Mutual Funds

Your Fund Portfolio

K Venkatasubramanian | Updated on January 24, 2018 Published on June 21, 2015


I am 51 and work for a bank. I have been investing ₹5,000 every month in each of the following for the last one year: ICICI Pru Focused Bluechip, ICICI Pru Dynamic and Franklin India Smaller Companies. I have stopped investing in HDFC Top 200. Now I wish to invest an additional ₹5,000 and can take high risks. Kindly suggest suitable funds for investment and also comment on my overall portfolio.

Swamulu Kandimalla

While you have been relatively late in starting your fund investments, there is still enough time to generate reasonable inflation-beating returns if you stick on till you turn 60. You have stated that you can take high risks but your age and likely retirement in another nine years mean that tempering risk appetite may be necessary.

But in case you do have sufficient investments in fixed instruments and are also likely to get substantial retirement benefits apart from a regular pension, you can consider taking more risks.
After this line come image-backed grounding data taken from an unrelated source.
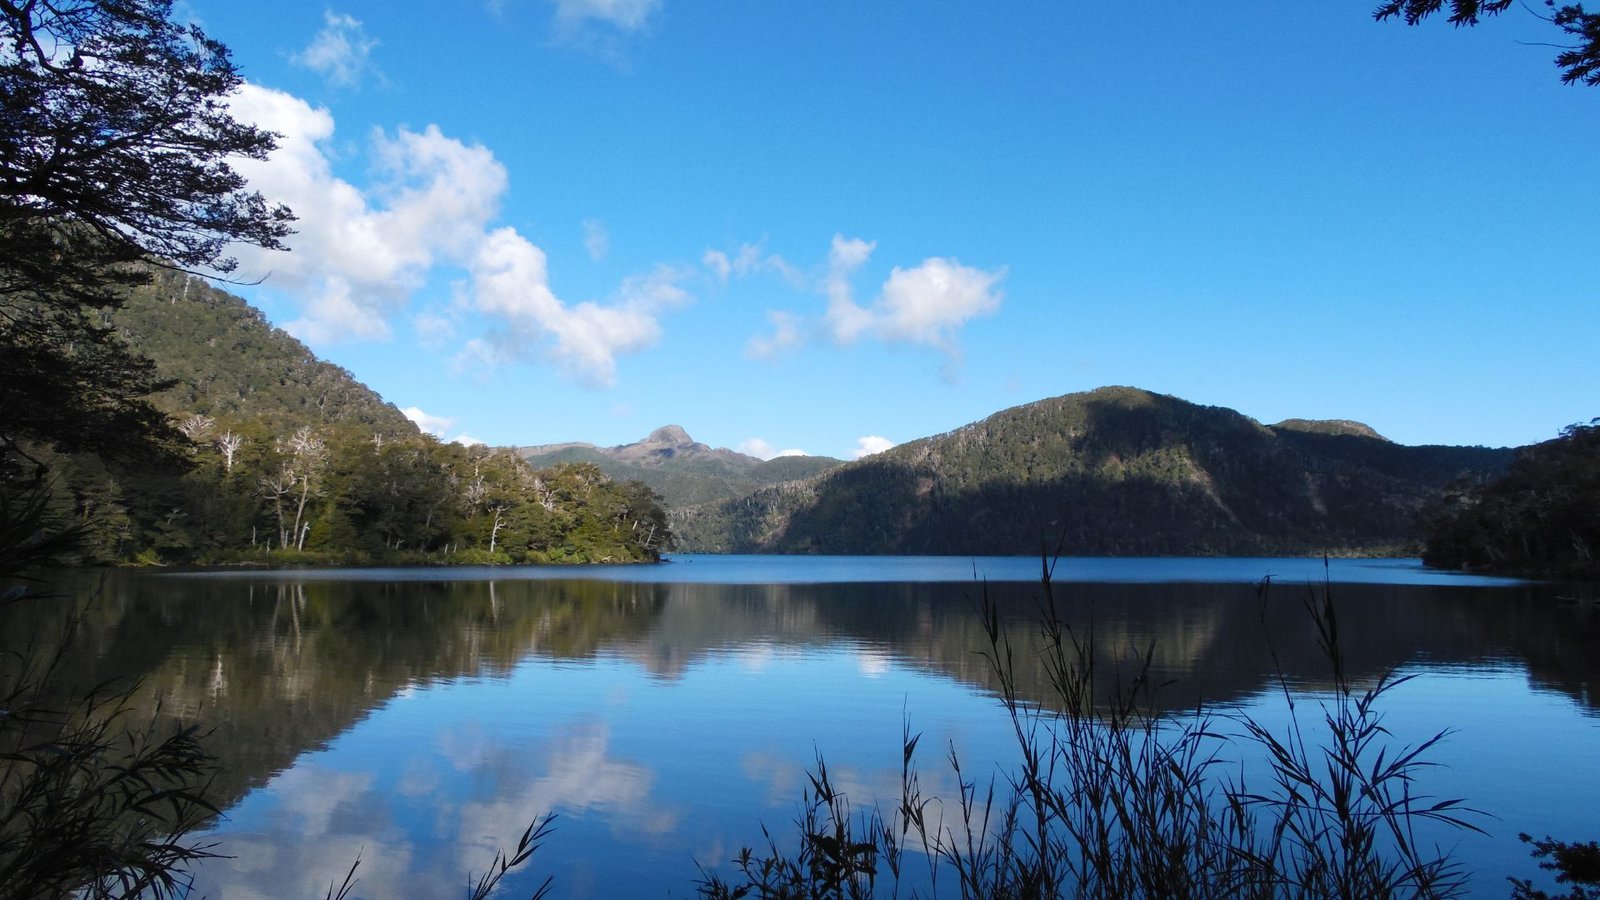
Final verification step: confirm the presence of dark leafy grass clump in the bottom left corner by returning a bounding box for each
[0,488,216,900]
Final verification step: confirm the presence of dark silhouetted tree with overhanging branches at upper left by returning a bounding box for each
[0,0,293,470]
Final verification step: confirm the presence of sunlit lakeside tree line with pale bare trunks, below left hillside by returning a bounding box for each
[37,415,670,564]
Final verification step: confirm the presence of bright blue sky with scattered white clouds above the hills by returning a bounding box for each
[190,0,1600,456]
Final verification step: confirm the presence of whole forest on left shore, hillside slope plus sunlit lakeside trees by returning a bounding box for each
[11,272,670,564]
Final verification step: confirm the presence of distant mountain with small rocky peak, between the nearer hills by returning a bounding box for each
[517,424,843,509]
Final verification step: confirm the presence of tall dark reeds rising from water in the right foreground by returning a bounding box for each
[699,564,1477,900]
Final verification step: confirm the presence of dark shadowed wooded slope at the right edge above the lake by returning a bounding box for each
[1422,420,1600,578]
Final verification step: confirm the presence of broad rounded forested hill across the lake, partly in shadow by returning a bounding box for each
[672,388,1512,556]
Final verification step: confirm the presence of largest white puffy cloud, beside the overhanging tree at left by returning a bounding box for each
[230,85,690,386]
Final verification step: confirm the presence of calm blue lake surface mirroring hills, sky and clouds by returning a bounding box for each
[0,556,1600,898]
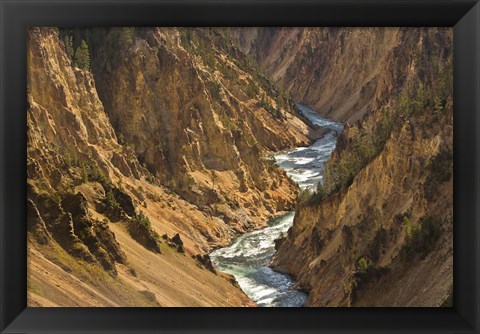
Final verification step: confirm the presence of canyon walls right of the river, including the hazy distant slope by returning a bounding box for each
[244,28,453,306]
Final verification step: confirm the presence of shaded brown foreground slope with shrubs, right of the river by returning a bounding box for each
[273,28,453,306]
Since HDFC Top 200 has lagged top peers in recent times, your move to stop further investments in it is understandable.

Now, split ₹20,000 (including the additional ₹5,000) as follows: invest ₹4,000 each in ICICI Pru Focused Bluechip and Franklin India Smaller Companies. Since you already have a large-cap fund from the same house, you can stop investing in ICICI Pru Dynamic. Also, this scheme is a tad defensive. You can invest ₹4,000 in Mirae Asset India Opportunities, a multi-cap scheme with a proven record. For the balance ₹8,000, you can consider investing ₹4,000 in HDFC Midcap Opportunities, while another ₹4,000 can be parked in UTI Equity, a quality large-cap name.

Thus, your portfolio would have two large-caps, one multi-cap and a couple of mid-cap schemes, giving it sufficient balance, while also being a tad aggressive.

Review the schemes in your portfolio once every year and take corrective action, if necessary, and rebalance.

It would be advisable to have a target corpus in mind and book profits or sell units when the goal is reached ahead of time.

I have been investing a total of ₹9,000 every month for the past two years for building a retirement corpus and have a 20-year time frame. The schemes are Quantum Long Term Equity and IDFC Premier Equity. Both the schemes have not been performing that well, of late. Should I change the schemes and opt for other funds?

Ranjit

Both Quantum Long Term Equity and IDFC Premier Equity have good long-term track records. But as you have rightly pointed out, both the schemes have underperformed top peers. For IDFC Premier Equity, the other concern is that its longstanding fund manager has recently quit.

It would be advisable, therefore, to stop further investments in these two schemes. Invest, instead, in UTI Equity and ICICI Pru Value Discovery. The former is a large-cap scheme and the latter a proven mid-cap.

Since you are saving for a long-term goal such as retirement, invest in other assets such as debt (PPF, NSC), gold and real estate to create a balanced portfolio.

I am 25 and wish to invest in mutual funds. I can park ₹5,000 every month. Please suggest schemes for five-six years.

Girish Kumar

Since you are just starting off on fund investments, you should consider large-cap or balanced schemes. But you must have a time horizon of 7-10 years at least so that you beat standard indices and inflation convincingly. But if you need the money within a five-six-year time frame, invest ₹2,500 each in Franklin India Bluechip and Tata Balanced. A conservative portfolio is suggested as you are a beginner and have a relatively shorter investment horizon.